Keep Growing 2020: The Ten-Year Strategic Plan
McCormick Rooftop Garden

Annual Report


Robert Finke

Robert Finke
Chairman of the Board

I have been privileged to serve as chairman of the Board of Directors of the Chicago Horticultural Society since 2012, and 2015 is a particularly exciting year as the Society celebrates its 125th anniversary. The Chicago Botanic Garden’s founders were leaders of the Society that created the Garden we know and love today, and the Society continues to manage the Garden in partnership with the Forest Preserves of Cook County, which owns the land the Garden occupies and provides critical annual operating support for which we are grateful.

Sophia Shaw

Sophia Shaw
President & CEO

Five years ago, the Chicago Botanic Garden adopted a new ten-year strategic plan, “Keep Growing,” with an aim to build upon our strengths and mature as a leader of education, science, urban agriculture, and horticultural therapy. The plan was detailed, thoughtful, and ambitious. To reflect the goals of the strategic plan, two years ago we adopted a new mission statement: We cultivate the power of plants to sustain and enrich life.

Attendance and Membership

Attendance in 2014 was more than 1 million for the second year in a row, and the highest annual number in the Chicago Botanic Garden’s history. July was the Garden’s highest attendance month ever, with more than 185,000 visitors.

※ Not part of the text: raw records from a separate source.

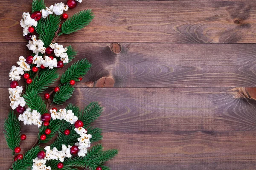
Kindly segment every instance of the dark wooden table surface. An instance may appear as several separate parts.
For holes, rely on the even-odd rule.
[[[2,132],[8,74],[30,54],[20,20],[31,1],[0,0],[1,170],[12,162]],[[108,166],[256,169],[256,1],[83,1],[68,14],[90,8],[95,19],[58,42],[73,46],[76,60],[93,64],[69,102],[104,107],[93,125],[102,128],[105,148],[119,150]],[[45,0],[47,6],[60,2]],[[23,148],[38,130],[22,126]]]

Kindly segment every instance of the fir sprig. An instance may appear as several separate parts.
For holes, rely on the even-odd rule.
[[[32,2],[32,13],[36,11],[40,11],[45,8],[45,3],[44,0],[33,0]]]
[[[36,146],[26,152],[22,159],[18,159],[12,164],[13,170],[27,170],[33,164],[32,159],[36,158],[37,154],[41,150],[38,145]]]
[[[74,90],[75,88],[69,84],[61,86],[59,91],[55,94],[52,102],[58,105],[63,104],[71,97]]]
[[[90,70],[91,64],[86,58],[75,62],[62,74],[61,78],[61,83],[67,83],[70,80],[80,81],[79,78],[83,77]]]
[[[86,128],[98,118],[102,111],[102,107],[98,102],[92,102],[79,112],[78,116]]]
[[[66,52],[68,56],[68,62],[71,62],[77,54],[77,52],[72,48],[71,45],[67,47],[67,51]],[[65,63],[66,64],[66,63]]]
[[[56,119],[54,121],[50,121],[50,124],[47,126],[43,125],[41,126],[39,129],[39,133],[38,135],[38,144],[41,143],[44,143],[49,142],[58,132],[60,126],[63,123],[63,120]],[[45,130],[47,129],[50,129],[51,130],[51,133],[49,135],[47,135],[46,139],[44,141],[40,139],[40,136],[43,134],[45,134]]]
[[[26,91],[23,96],[26,104],[32,110],[36,110],[41,114],[47,113],[47,109],[44,101],[35,89]]]
[[[77,31],[89,25],[94,16],[92,10],[80,11],[66,20],[61,26],[61,31],[59,36],[62,34],[69,34]]]
[[[14,149],[19,146],[20,142],[20,126],[13,110],[10,110],[8,118],[5,120],[4,129],[7,145],[13,150],[12,154],[14,155]]]
[[[40,71],[40,74],[36,76],[28,85],[27,91],[34,89],[38,93],[44,91],[58,77],[57,71],[57,69],[47,69]]]
[[[48,47],[55,36],[55,32],[59,28],[61,22],[60,15],[49,15],[45,20],[42,25],[42,31],[39,38],[44,43],[44,46]]]

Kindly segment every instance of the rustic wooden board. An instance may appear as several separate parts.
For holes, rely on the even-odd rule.
[[[105,149],[120,151],[107,164],[113,170],[252,170],[256,102],[235,99],[230,90],[80,88],[67,103],[82,108],[98,101],[104,106],[93,125],[102,128]],[[0,88],[1,125],[9,109],[7,90]],[[28,135],[21,146],[25,150],[33,144],[38,129],[22,126]],[[6,169],[12,160],[3,137],[0,150],[0,163]]]
[[[119,170],[254,170],[256,133],[187,132],[104,133],[105,149],[119,152],[106,164]],[[29,137],[31,136],[29,135]],[[28,144],[33,142],[28,139]],[[0,149],[3,170],[10,166],[9,150]]]
[[[17,50],[9,53],[15,44]],[[255,44],[73,43],[72,45],[79,51],[74,61],[86,57],[93,64],[88,75],[76,87],[91,86],[89,82],[99,79],[93,85],[250,87],[256,85]],[[12,65],[15,64],[20,55],[27,56],[30,53],[25,43],[0,43],[0,45],[5,49],[0,51],[0,56],[4,56],[0,62],[2,68],[0,76],[4,77],[0,82],[0,87],[9,87],[8,73]],[[61,69],[61,72],[65,70]],[[106,76],[109,79],[105,79]],[[104,81],[108,84],[104,84]],[[53,86],[57,85],[56,83]]]
[[[25,42],[20,21],[28,1],[1,3],[0,42]],[[59,42],[256,42],[255,1],[88,0],[67,13],[87,8],[95,14],[91,24]]]
[[[104,132],[255,130],[256,101],[235,98],[237,91],[232,90],[79,88],[66,103],[82,108],[100,102],[105,112],[94,125]],[[0,88],[0,92],[3,124],[9,101],[7,88]]]

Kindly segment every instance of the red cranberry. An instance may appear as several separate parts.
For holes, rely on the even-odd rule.
[[[31,40],[32,35],[33,34],[31,33],[28,33],[27,35],[25,36],[25,37],[28,41]]]
[[[38,153],[38,158],[39,159],[43,159],[45,157],[45,152],[44,150],[41,150]]]
[[[20,114],[22,114],[26,110],[26,108],[24,107],[22,107],[21,105],[19,106],[16,108],[16,111]]]
[[[57,63],[57,68],[62,68],[64,66],[63,62],[62,61],[59,61]]]
[[[51,55],[54,53],[53,49],[50,47],[47,47],[45,49],[45,53],[48,55]]]
[[[34,12],[31,15],[31,18],[33,18],[36,21],[40,20],[42,17],[42,14],[39,11]]]
[[[76,84],[76,82],[74,80],[71,80],[70,84],[71,85],[75,85],[75,84]]]
[[[29,78],[30,76],[29,74],[27,73],[25,73],[25,74],[24,74],[24,76],[24,76],[25,79],[28,79]]]
[[[18,154],[17,156],[18,159],[23,159],[23,155]]]
[[[17,81],[12,81],[10,83],[10,86],[11,87],[11,88],[14,88],[18,85],[19,85],[19,84]]]
[[[21,136],[20,136],[20,139],[21,139],[22,141],[26,140],[26,136],[25,134],[23,134],[21,135]]]
[[[46,135],[45,135],[44,134],[41,135],[40,136],[40,139],[42,140],[42,141],[44,141],[46,139]]]
[[[70,153],[73,154],[76,154],[78,153],[79,149],[77,146],[73,146],[70,149]]]
[[[15,153],[19,153],[20,152],[20,150],[21,150],[20,147],[16,147],[14,148],[14,152],[15,152]]]
[[[66,129],[64,131],[64,134],[66,135],[68,135],[70,134],[70,130],[69,129]]]
[[[63,168],[64,167],[64,164],[63,164],[63,163],[62,162],[59,162],[59,163],[58,163],[58,164],[57,165],[57,167],[58,169],[62,169],[62,168]]]
[[[80,120],[77,120],[75,123],[75,127],[76,128],[79,128],[79,127],[82,127],[84,126],[84,123]]]
[[[69,8],[74,8],[76,6],[77,1],[75,0],[68,0],[67,4]]]
[[[60,88],[59,88],[58,87],[55,87],[55,88],[54,88],[54,92],[58,92],[58,91],[60,90]]]
[[[26,62],[29,64],[33,63],[33,56],[29,56],[26,59]]]
[[[34,28],[34,27],[29,27],[29,32],[30,33],[33,33],[34,31],[35,31],[35,28]]]
[[[67,14],[66,14],[66,13],[64,13],[64,14],[62,14],[62,18],[63,18],[64,20],[67,19],[68,17],[68,15],[67,15]]]
[[[45,130],[45,131],[44,131],[44,133],[45,133],[45,134],[46,134],[47,135],[49,135],[50,134],[51,134],[51,132],[52,130],[51,130],[50,129],[46,129]]]
[[[46,121],[44,122],[44,125],[45,126],[49,126],[49,124],[50,122],[49,121]]]
[[[38,71],[38,68],[36,67],[36,66],[34,66],[32,68],[32,71],[34,72],[37,72]]]
[[[101,168],[101,167],[97,167],[97,168],[96,168],[96,170],[102,170],[102,168]]]
[[[26,82],[27,83],[30,84],[32,82],[32,79],[30,79],[30,78],[29,78],[28,79],[27,79]]]
[[[41,120],[43,122],[48,122],[51,120],[51,115],[49,113],[44,113],[41,115]]]

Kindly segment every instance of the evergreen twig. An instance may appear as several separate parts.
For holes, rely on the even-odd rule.
[[[83,77],[90,70],[91,64],[86,58],[75,62],[62,74],[61,78],[61,83],[67,83],[70,80],[80,81],[79,78]]]
[[[89,25],[94,17],[90,9],[80,11],[75,14],[63,23],[61,26],[61,31],[58,35],[62,34],[69,34],[77,31]]]
[[[41,71],[41,74],[35,77],[32,82],[27,88],[27,91],[34,89],[38,93],[44,91],[52,85],[59,76],[57,69],[47,69]]]
[[[26,91],[23,96],[26,104],[32,110],[36,110],[41,114],[47,113],[46,105],[40,96],[35,89]]]
[[[14,149],[18,147],[20,143],[20,126],[18,118],[14,114],[13,110],[10,110],[8,118],[4,122],[4,136],[8,147],[12,150],[14,155]]]
[[[30,149],[24,154],[22,159],[18,159],[13,163],[13,170],[27,170],[33,164],[32,159],[37,157],[40,150],[41,149],[38,145]]]
[[[71,97],[74,90],[75,88],[69,84],[61,86],[59,91],[55,94],[52,102],[58,105],[63,104]]]

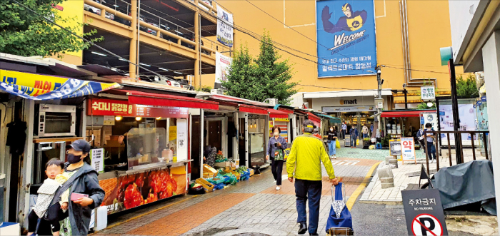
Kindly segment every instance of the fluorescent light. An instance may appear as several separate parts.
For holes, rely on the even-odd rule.
[[[108,55],[106,55],[104,53],[98,53],[96,51],[92,51],[92,53],[96,54],[96,55],[99,55],[99,56],[108,56]]]

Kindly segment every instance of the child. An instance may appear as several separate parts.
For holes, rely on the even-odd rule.
[[[49,205],[52,201],[57,189],[67,180],[63,175],[61,175],[63,173],[64,169],[64,163],[57,158],[49,160],[45,165],[45,174],[47,175],[48,178],[40,186],[38,190],[39,195],[36,204],[35,204],[33,207],[33,210],[28,215],[28,235],[33,235],[36,230],[38,219],[43,217],[48,210],[49,214],[59,214],[59,209],[63,210],[68,209],[69,193],[66,193],[66,196],[61,196],[61,199],[62,200],[61,202],[54,205],[50,208],[49,207]],[[59,236],[61,225],[59,225],[59,217],[55,218],[56,220],[51,220],[49,222],[51,225],[53,235]]]

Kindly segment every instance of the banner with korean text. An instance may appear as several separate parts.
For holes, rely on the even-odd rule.
[[[318,77],[372,74],[376,66],[374,1],[316,1]]]
[[[233,46],[233,14],[217,5],[217,41]]]
[[[116,83],[104,83],[76,78],[0,70],[0,90],[31,100],[81,97],[119,88]]]

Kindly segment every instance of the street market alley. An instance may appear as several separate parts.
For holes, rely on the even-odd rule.
[[[336,175],[343,178],[346,185],[347,206],[352,208],[356,199],[369,183],[379,161],[339,158],[332,162]],[[326,176],[324,168],[323,170],[323,175]],[[284,171],[283,175],[286,175]],[[283,178],[281,190],[276,191],[271,170],[263,170],[260,175],[254,175],[249,180],[238,183],[236,186],[201,195],[182,196],[134,212],[110,216],[108,227],[96,234],[232,235],[259,232],[269,235],[296,235],[298,225],[294,188],[286,180],[286,176]],[[330,211],[330,186],[324,181],[319,229],[325,228]],[[354,221],[354,230],[356,230],[355,217]],[[319,230],[320,235],[324,235],[324,232]]]

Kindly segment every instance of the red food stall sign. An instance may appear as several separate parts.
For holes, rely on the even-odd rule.
[[[129,104],[127,101],[112,99],[90,99],[87,107],[88,116],[121,116],[125,117],[188,118],[189,108],[159,107]]]

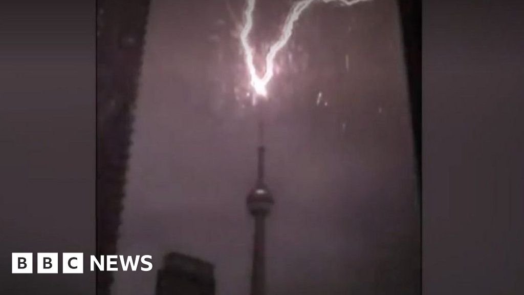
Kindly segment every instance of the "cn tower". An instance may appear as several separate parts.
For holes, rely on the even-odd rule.
[[[258,170],[255,186],[247,195],[247,209],[255,219],[250,295],[266,295],[266,217],[274,203],[264,181],[264,123],[259,122]]]

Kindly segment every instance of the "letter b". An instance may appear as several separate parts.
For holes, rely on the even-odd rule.
[[[12,273],[32,273],[32,253],[12,253]]]
[[[38,253],[37,258],[37,272],[58,273],[58,253]]]

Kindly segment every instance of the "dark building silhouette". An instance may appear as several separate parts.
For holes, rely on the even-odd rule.
[[[149,0],[99,0],[96,22],[96,252],[115,254],[133,110]],[[109,294],[112,273],[96,275]]]
[[[157,276],[156,295],[215,294],[213,265],[198,258],[169,253]]]
[[[253,265],[251,273],[251,295],[266,294],[266,217],[274,201],[264,181],[264,125],[260,123],[258,146],[258,165],[255,187],[247,195],[247,209],[255,219]]]

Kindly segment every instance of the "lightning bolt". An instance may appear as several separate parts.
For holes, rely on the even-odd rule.
[[[293,27],[294,23],[300,18],[304,10],[314,2],[330,3],[337,2],[346,6],[351,6],[359,3],[372,0],[301,0],[296,2],[291,7],[288,16],[284,23],[282,32],[278,39],[269,48],[269,50],[266,56],[266,72],[261,77],[257,73],[255,67],[254,59],[254,49],[249,45],[248,40],[249,32],[253,27],[253,11],[255,10],[255,4],[256,0],[247,0],[247,5],[244,12],[244,24],[241,32],[240,40],[242,47],[244,52],[246,65],[251,77],[250,85],[253,87],[258,96],[267,99],[267,84],[273,78],[274,75],[273,67],[275,57],[278,51],[280,51],[287,43],[289,38],[293,34]],[[257,96],[253,96],[253,103],[256,103]]]

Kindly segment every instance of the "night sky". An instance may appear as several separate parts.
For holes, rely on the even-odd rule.
[[[219,295],[249,290],[256,117],[238,44],[244,0],[154,0],[135,111],[117,295],[152,294],[171,251],[215,266]],[[291,1],[259,0],[252,44]],[[417,294],[419,207],[394,0],[316,4],[277,57],[266,114],[271,295]],[[347,57],[346,57],[347,56]]]

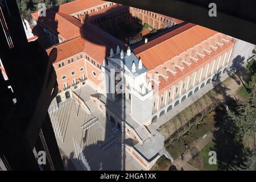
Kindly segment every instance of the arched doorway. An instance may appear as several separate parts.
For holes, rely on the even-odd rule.
[[[65,92],[65,96],[66,97],[66,99],[70,98],[69,91],[67,91]]]
[[[61,97],[60,97],[60,96],[59,95],[57,95],[56,97],[56,101],[57,101],[57,104],[61,102]]]

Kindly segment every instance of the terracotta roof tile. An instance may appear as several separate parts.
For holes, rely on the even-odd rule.
[[[166,81],[159,77],[159,81],[160,81],[159,86],[159,92],[162,92],[163,90],[165,90],[167,87],[171,86],[174,84],[177,84],[177,82],[181,80],[181,78],[183,77],[183,79],[184,79],[188,75],[191,75],[191,73],[195,71],[195,69],[206,65],[207,63],[209,63],[208,61],[212,60],[213,57],[218,56],[219,54],[226,51],[228,49],[234,46],[234,44],[232,42],[229,41],[227,45],[224,44],[221,48],[218,48],[216,52],[212,52],[209,56],[205,55],[205,57],[204,59],[199,59],[197,64],[191,62],[192,64],[190,68],[188,68],[184,65],[184,69],[183,72],[180,72],[177,68],[175,68],[175,71],[177,72],[176,76],[173,77],[170,73],[168,73],[169,77]],[[152,85],[154,85],[154,82],[152,83]]]
[[[72,14],[108,2],[101,0],[76,0],[55,7],[55,11],[67,14]]]
[[[55,47],[57,48],[57,59],[55,61],[55,63],[56,63],[83,52],[85,44],[84,39],[82,37],[79,37],[55,45],[47,49],[46,51],[49,55],[52,48]]]
[[[138,51],[140,49],[140,47],[138,47],[137,50],[134,50],[137,57],[141,57],[143,65],[148,71],[154,69],[218,32],[196,25],[175,36],[171,33],[170,34],[170,39],[160,43],[158,42],[150,48]]]
[[[56,13],[52,9],[46,10],[47,16],[39,17],[38,13],[32,15],[37,22],[43,24],[55,35],[60,34],[67,40],[72,39],[81,35],[79,27],[69,22],[67,19]],[[72,16],[71,16],[71,18]]]

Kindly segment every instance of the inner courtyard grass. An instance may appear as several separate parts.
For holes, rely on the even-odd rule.
[[[201,171],[217,171],[218,170],[218,160],[217,164],[209,164],[209,152],[213,150],[215,143],[210,142],[198,154],[198,159],[191,159],[188,163]]]

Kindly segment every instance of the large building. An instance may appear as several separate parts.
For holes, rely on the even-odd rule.
[[[47,52],[57,49],[57,102],[89,84],[100,94],[91,97],[98,109],[118,126],[125,123],[126,134],[144,146],[154,135],[147,126],[226,71],[236,42],[198,25],[100,0],[77,0],[46,15],[32,17],[55,44]],[[159,33],[130,46],[112,35],[119,22],[135,20]],[[118,104],[122,95],[125,119],[107,104]],[[126,149],[150,168],[162,147],[146,154],[138,145]]]

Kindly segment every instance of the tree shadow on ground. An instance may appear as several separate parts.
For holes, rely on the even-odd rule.
[[[229,68],[231,72],[230,72],[229,75],[233,78],[239,85],[242,83],[246,88],[246,91],[248,92],[245,84],[245,82],[246,82],[248,80],[246,75],[245,74],[246,72],[246,68],[243,67],[245,59],[245,57],[241,57],[240,55],[238,55],[233,60],[232,64]]]

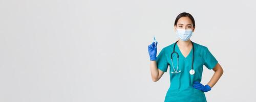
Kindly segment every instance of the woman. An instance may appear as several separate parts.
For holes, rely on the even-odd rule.
[[[190,14],[180,13],[174,23],[179,40],[163,48],[157,57],[157,42],[148,46],[154,82],[158,81],[169,66],[170,85],[164,101],[206,101],[204,92],[210,91],[223,73],[208,48],[190,40],[195,24]],[[215,71],[205,85],[200,83],[204,65]]]

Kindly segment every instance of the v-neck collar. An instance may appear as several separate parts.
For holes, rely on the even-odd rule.
[[[193,43],[192,43],[192,44],[193,44]],[[187,57],[185,57],[184,56],[184,55],[182,54],[182,53],[181,53],[181,51],[180,51],[180,48],[179,47],[179,46],[178,45],[178,43],[176,44],[176,46],[177,46],[177,48],[176,48],[176,49],[178,49],[178,51],[180,54],[180,55],[181,55],[181,56],[182,56],[182,57],[184,58],[184,59],[187,58],[188,57],[189,57],[191,55],[190,53],[192,53],[193,51],[193,46],[192,46],[192,48],[191,48],[191,49],[190,49],[190,50],[189,52],[189,53],[188,53],[188,55],[187,55]],[[195,46],[194,46],[194,47],[195,47]]]

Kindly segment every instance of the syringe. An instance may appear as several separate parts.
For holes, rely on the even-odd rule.
[[[155,42],[155,45],[156,46],[156,47],[157,47],[157,41],[156,40],[156,37],[154,36],[154,42]]]

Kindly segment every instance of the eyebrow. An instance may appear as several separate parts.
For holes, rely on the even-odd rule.
[[[183,24],[178,24],[178,25],[183,25]],[[188,24],[187,26],[192,26],[191,24]]]

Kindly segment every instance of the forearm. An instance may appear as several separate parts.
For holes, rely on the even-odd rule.
[[[158,80],[158,68],[157,68],[157,63],[156,61],[150,61],[150,69],[151,71],[151,77],[152,80],[157,81]]]
[[[217,83],[219,79],[220,79],[221,75],[223,74],[223,69],[219,63],[214,68],[214,70],[215,72],[210,81],[207,84],[211,88],[212,88],[212,87],[214,86],[214,85]]]

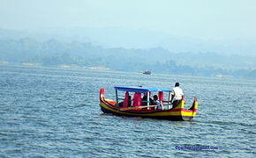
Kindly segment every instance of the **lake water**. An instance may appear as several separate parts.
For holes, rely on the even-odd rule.
[[[172,88],[192,121],[103,114],[99,91],[117,85]],[[0,157],[255,157],[256,81],[0,66]],[[203,149],[210,146],[211,149]]]

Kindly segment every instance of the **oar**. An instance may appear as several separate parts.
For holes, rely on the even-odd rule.
[[[141,109],[141,108],[147,108],[147,107],[156,107],[159,105],[149,105],[149,106],[137,106],[137,107],[128,107],[128,108],[121,108],[120,111],[129,111],[134,109]]]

The Garden’s inaugural Orchid Show attracted more than 25,000 visitors last year, and Wonderland Express had its second-strongest attendance—nearly 58,000—since it opened in 2006.

There were 49,000 member households in 2014. Approximately 72 percent of Garden members renew their membership each year.

Last year there were more than 2.6 million plants at the Garden, representing 9,210 varieties. The Garden acquired more than 662 new taxa, 499 of which had never been tried here before.

Each year, up to 250,000 plants move through the Garden’s plant production greenhouses, including 181,000 annuals in 2014.

Urban Agriculture

Through its Windy City Harvest program, the Garden offers plant-based training and mentoring programs that have changed thousands of lives. More than 100 at-risk teens were mentored in 2014; the program also trained 41 hard-to-employ adults, 92 percent of whom found jobs,  and an additional 135 people through weekend classes and green industry certificates.

Windy City Harvest participants grew and harvested 74,000 pounds of produce on eight acres within challenged communities. They donated more than 1,800 boxes of fresh vegetables and fruits to local Women, Infant, and Children (WIC) programs.

In 2014 the Garden recycled nearly 53 tons of material and composted 34.8 tons of food service waste from the Garden View Café. By not selling bottled water, the Garden kept more than 96,000 bottles out of landfill.

Science Programs

In 2014, more than 200 Garden scientists, graduate students, and interns conducted plant-based research in our backyard, within the U.S., and throughout the world. The joint graduate program in plant biology and conservation with Northwestern University welcomed five new master’s and five new Ph.D. students, for a total of 33 graduate students. Ten master’s students were awarded degrees in 2014.

More than 120 interns contributed to important stewardship activities on public lands as part of our Conservation and Land Management intern program in 2014. The Garden’s National Tallgrass Prairie Seed Bank received 357 new accessions, bringing the total to more than 3,000.

In 2014, more than 2,000 volunteers gave 107,000 hours of service to the Garden. Plant Information Service staff and volunteers answered more than 31,000 plant-related questions.

Education Programs

More than 117,000 children, parents, students, and teachers participated in programs and field trips to the Garden last year.

In 2014, the Garden offered more than 500 courses for adults at the Joseph Regenstein, Jr. School of the Chicago Botanic Garden and processed nearly 7,000 registrations; 54 students earned professional certificates.

Last year, the Garden mentored a select group of 70 Chicago Public Schools teens ages 13 to 17 through our Science Career Continuum. And 92 percent of College First participants enrolled in college, with 75 percent of them choosing science, technology, engineering, or math (STEM) majors.

In 2014, the Lenhardt Library welcomed more than 25,600 visitors, presented four original rare-book exhibitions, and offered viewing of 440 rare book volumes to 475 people in 50 groups.

Horticultural Therapy

In 2014, the Garden’s horticultural therapy programs served more than 3,500 people, including 850 veterans.